Implementation:Huggingface Datatrove TokenDataset
| Knowledge Sources | |
|---|---|
| Domains | Data Loading, Machine Learning Training |
| Last Updated | 2026-02-14 17:00 GMT |
Overview
DatatroveFileDataset and DatatroveFolderDataset are PyTorch Dataset implementations for reading tokenized data files (.ds format) produced by datatrove's tokenization pipeline, supporting both single-file and multi-file folder access.
Description
DatatroveFileDataset wraps a single .ds binary file containing pre-tokenized training data. It computes the number of full sequence windows from the file size and token size, then reads token chunks via direct file seeking. The class supports optional position tracking through two methods: reading document boundaries from a companion .index file (using a deque-based sequential reader that tracks document end positions), or computing positions from an end-of-sequence token ID within the token stream itself. Position tracking enables document-aware training where position embeddings reset at document boundaries.
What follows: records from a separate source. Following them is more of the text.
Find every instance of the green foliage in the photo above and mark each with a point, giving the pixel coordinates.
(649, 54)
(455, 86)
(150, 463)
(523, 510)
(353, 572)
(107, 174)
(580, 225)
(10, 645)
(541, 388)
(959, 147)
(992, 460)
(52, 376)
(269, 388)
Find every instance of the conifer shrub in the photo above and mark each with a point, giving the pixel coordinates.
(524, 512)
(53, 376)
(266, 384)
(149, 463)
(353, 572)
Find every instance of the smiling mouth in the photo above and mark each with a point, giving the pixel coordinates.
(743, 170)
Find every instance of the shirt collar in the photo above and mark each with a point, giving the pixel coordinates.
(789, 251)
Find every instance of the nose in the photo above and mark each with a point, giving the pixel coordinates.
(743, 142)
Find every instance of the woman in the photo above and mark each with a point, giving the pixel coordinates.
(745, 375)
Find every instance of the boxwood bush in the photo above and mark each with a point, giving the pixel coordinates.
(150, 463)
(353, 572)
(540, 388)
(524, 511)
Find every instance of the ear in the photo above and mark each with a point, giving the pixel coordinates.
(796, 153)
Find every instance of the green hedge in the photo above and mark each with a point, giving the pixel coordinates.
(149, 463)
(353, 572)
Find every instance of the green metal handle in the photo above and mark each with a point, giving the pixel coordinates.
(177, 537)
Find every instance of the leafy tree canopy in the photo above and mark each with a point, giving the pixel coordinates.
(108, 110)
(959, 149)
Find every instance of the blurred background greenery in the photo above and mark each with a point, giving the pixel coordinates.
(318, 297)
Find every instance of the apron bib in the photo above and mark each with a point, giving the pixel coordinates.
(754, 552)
DatatroveFolderDataset aggregates multiple DatatroveFileDataset instances from a folder of .ds files. It uses cumulative length arrays and Python's bisect module for O(log n) index-to-file mapping, maintaining a current_file pointer optimized for sequential access. It supports file discovery via glob patterns, optional shuffling of file order, and caching of file paths and sizes to a JSON file (with file-locking support via fasteners) to avoid redundant filesystem operations across multiple workers.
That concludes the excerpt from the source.